= Origaudio =

American company

The OrigAudio logo

OrigAudio is a consumer audio company launched by Jason Lucash and Mike Szymczak. Their products include "Fold n' Play", foldable speakers made from recycled materials and utilizing the Japanese art of origami to fold and unfold.

==Product design==
OrigAudio product "Rock-It" utilizes vibration sequences to turn any object into a speaker. The product was launched in January 2010 at the Consumer Electronics Show in Las Vegas. The product was featured on the New York Post's list of top gadgets to look for in 2010.

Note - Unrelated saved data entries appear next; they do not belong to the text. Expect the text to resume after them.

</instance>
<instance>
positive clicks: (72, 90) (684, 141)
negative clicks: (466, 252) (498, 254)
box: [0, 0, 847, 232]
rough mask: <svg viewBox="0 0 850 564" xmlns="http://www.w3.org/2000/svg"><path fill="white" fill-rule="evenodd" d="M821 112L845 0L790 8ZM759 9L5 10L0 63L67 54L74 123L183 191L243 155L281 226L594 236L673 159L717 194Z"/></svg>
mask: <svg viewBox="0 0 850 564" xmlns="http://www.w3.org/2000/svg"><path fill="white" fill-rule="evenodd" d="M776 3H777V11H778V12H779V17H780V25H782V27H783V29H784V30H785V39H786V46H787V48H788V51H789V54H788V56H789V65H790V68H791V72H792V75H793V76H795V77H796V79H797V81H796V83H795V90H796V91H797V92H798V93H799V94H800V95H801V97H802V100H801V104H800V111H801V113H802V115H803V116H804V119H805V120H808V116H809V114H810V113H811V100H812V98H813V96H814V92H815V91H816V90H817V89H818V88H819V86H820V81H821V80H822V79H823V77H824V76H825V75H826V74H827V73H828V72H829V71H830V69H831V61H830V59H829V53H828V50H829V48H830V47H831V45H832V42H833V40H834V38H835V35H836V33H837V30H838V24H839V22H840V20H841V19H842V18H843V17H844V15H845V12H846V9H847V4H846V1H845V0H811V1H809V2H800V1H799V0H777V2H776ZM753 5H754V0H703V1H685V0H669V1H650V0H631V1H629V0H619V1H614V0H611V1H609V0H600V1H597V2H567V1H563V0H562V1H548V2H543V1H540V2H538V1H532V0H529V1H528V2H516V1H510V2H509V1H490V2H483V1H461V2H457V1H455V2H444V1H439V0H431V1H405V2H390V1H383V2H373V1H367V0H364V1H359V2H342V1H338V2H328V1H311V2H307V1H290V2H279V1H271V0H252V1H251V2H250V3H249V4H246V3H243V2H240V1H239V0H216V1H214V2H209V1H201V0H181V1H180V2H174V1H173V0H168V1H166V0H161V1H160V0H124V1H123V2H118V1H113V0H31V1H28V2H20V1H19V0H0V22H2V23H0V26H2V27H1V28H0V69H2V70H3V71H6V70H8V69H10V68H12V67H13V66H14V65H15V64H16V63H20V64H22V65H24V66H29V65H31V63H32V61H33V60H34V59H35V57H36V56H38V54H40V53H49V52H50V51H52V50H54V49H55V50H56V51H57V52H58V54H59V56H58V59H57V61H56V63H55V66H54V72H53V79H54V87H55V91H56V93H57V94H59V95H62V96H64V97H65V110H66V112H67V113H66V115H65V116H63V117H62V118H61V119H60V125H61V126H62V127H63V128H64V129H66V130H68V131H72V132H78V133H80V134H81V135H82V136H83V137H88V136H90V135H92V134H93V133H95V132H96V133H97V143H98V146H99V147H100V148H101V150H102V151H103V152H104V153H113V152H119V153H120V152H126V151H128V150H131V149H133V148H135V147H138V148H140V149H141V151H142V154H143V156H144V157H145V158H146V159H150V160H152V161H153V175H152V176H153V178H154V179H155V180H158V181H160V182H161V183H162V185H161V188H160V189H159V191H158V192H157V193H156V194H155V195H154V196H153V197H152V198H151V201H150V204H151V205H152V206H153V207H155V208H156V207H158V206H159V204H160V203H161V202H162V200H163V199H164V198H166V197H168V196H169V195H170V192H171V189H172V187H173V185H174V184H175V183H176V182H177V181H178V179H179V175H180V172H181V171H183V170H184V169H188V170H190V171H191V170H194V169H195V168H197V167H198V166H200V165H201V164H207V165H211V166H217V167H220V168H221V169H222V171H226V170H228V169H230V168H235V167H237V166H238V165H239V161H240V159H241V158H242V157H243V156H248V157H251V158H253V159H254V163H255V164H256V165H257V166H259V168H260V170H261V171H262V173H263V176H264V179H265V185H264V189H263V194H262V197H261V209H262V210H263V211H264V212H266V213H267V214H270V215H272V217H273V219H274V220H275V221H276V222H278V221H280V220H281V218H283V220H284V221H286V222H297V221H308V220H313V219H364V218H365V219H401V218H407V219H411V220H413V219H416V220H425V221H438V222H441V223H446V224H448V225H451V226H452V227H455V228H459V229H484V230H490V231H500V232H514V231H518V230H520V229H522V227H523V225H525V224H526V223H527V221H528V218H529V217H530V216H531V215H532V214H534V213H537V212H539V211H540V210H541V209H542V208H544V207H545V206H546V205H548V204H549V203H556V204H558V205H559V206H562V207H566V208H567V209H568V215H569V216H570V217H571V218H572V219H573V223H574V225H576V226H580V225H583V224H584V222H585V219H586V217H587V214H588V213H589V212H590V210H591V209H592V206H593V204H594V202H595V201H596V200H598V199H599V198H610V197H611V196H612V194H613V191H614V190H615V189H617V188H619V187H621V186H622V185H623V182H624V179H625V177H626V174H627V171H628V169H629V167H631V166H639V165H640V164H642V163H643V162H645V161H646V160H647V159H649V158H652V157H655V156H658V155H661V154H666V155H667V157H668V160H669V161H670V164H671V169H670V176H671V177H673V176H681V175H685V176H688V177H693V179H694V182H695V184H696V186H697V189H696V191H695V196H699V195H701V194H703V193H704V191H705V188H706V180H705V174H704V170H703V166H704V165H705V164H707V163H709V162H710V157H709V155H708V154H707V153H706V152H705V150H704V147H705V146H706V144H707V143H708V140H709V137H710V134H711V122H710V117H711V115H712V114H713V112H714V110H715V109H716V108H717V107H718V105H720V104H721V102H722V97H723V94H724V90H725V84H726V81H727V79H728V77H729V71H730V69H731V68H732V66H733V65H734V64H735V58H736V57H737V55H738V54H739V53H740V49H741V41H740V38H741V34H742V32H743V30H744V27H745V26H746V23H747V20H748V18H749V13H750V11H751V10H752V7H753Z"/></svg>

The company's product "Doodle" allows consumers to design the graphics on their own speaker. Users can upload their own photograph, logo or artwork and the company will customize the speaker.

==Trivia==
OrigAudio was featured on the second season of ABC's show, Shark Tank, where they were offered an investment from millionaire Robert Herjavec. By the time the episode had aired, the company's valuation had doubled and the owners declined the offer.

==Business awards==
In January 2013, Lucash was named Entrepreneur magazine's "Emerging Entrepreneur of the Year" and more recently the company was named to Inc. magazine's prestigious "500 Fastest Growing Companies in America" list.

Most recently in September 2018, Origaudio was acquired by Hub Promotional Group based out of Braintree, Massachusetts. Financial terms of the deal were not disclosed and in addition to the acquisition, Lucash became Senior Vice President of Marketing and Product for HUB, while Szymczak added responsibility of Vice President of Business Development for HUB.